O segundo aspecto seria o sobre-estar bem-estar e o desejo de possuir cada vez mais coisas e de ter um nível de vida mais elevado, o que paradoxalmente produz, em muitos ocidentais, ansiedade e depressão. O clima de competição tensa e activa domina todo o pensamento humano e não abre qualquer caminho para o livre desenvolvimento espiritual. Em tal ambiente, quem arriscaria a sua vida confortável em defesa do bem comum se a segurança da sua própria nação tivesse de ser defendida?

Outra característica do modo de vida ocidental seria o que o pensador russo chama a vida "legalista. Os limites da propriedade e dos direitos humanos são determinados num sistema de leis com limites muito amplos. A lei é usada, interpretada e manipulada com grande habilidade. O importante é estar coberto legalmente e é secundário se se está realmente certo ou o que se está a fazer é bom ou justo. Solzhenitsyn afirma que viver sob um regime comunista sem um quadro legal objectivo é terrível, mas também o é viver numa sociedade sem outra escala que não seja a legal.

A orientação da liberdade nos países ocidentais provou, por sua vez, ser mal orientada. As nossas sociedades ficam com poucas defesas contra o abismo da decadência humana. Todos os erros morais são considerados como parte integrante da liberdade. A liberdade tornou-se tendenciosa para o mal.

Num outro ponto do seu discurso, Solzhenitsyn também falou lucidamente sobre a orientação da imprensa e dos meios de comunicação em geral. Que responsabilidade tem um jornalista de jornal para com os seus leitores e para com a história? A precipitação e a superficialidade são a doença psíquica do século XX, e isto impede uma análise profunda dos problemas.

Sem qualquer censura no Ocidente, as tendências da moda no pensamento e nas ideias são separadas das antiquadas, tendo estas últimas poucas hipóteses de serem reflectidas em jornais ou livros ou mesmo de serem ouvidas nas nossas universidades. Estes aspectos têm um grande impacto em aspectos importantes da vida de uma nação, tais como a educação, tanto elementar como avançada nas artes e humanidades.

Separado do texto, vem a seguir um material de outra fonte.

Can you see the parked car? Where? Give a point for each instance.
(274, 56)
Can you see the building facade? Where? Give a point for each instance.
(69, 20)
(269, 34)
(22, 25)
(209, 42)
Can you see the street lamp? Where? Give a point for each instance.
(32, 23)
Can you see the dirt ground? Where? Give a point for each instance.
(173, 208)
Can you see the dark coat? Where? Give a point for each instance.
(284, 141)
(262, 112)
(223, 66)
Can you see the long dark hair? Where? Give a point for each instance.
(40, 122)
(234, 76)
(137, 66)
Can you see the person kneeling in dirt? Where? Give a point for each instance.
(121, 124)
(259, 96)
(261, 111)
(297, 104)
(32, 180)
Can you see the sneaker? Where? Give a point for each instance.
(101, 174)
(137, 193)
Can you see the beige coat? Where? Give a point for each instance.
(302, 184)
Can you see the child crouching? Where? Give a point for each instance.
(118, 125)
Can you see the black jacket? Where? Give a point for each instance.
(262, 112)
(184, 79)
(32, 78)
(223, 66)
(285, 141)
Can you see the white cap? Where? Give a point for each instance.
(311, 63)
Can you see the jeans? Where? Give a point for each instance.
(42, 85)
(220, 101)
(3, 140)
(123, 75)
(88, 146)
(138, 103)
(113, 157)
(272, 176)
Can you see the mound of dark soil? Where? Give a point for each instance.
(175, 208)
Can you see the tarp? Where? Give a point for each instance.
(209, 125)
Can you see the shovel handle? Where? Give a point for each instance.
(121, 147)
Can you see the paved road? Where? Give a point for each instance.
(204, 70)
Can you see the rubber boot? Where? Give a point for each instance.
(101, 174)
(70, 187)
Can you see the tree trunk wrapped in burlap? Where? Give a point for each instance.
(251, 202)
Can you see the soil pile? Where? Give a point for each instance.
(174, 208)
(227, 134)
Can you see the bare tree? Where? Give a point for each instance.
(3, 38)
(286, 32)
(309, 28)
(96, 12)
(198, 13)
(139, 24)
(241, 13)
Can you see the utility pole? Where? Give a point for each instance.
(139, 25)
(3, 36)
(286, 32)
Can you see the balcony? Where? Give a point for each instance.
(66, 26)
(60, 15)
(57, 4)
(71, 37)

Temos de nos elevar a uma nova visão, a um novo nível de vida. É nada menos do que uma subida à próxima etapa antropológica. Ninguém em todo o mundo tem uma saída, excepto uma: para cima.

Santiago Leyra Curiá

Ao mesmo tempo, muitas pessoas que vivem no Ocidente estão insatisfeitas com a sua própria sociedade e estão inclinadas para o socialismo, que é uma alternativa falsa e perigosa. Para o socialismo, argumenta Solzhenitsyn, leva à destruição total do espírito humano e ao nivelamento da humanidade na morte. Mas mesmo a sociedade ocidental de hoje não é um bom modelo para ninguém. A personalidade humana no Ocidente tem sido muito enfraquecida, enquanto as dificuldades sofridas no Oriente têm produzido personalidades mais fortes.

O maior problema do Ocidente é a perda da vontade, um sintoma de uma sociedade que chegou ao fim do seu desenvolvimento. A origem desta decadência reside no antropocentrismo, no esquecimento do ser humano como criatura de Deus, a base de todos os direitos humanos. Este é o parentesco comum entre o materialismo marxista e o materialismo ocidental.

Contra este pano de fundo sinistro, que mais de quarenta anos depois se revelou extraordinariamente lúcido e preciso, o fim do discurso de Solzhenitsyn na Universidade de Harvard oferece a solução para os nossos problemas, para reacender o nosso fogo espiritual. Temos de nos elevar a uma nova visão, um novo nível de vida, onde a nossa natureza física não será anatematizada como na Idade Média, nem o nosso ser espiritual espezinhado como na Idade Moderna. É nada mais nada menos que um trampolim para a próxima etapa antropológica. Ninguém em todo o mundo tem uma saída, a não ser para cima.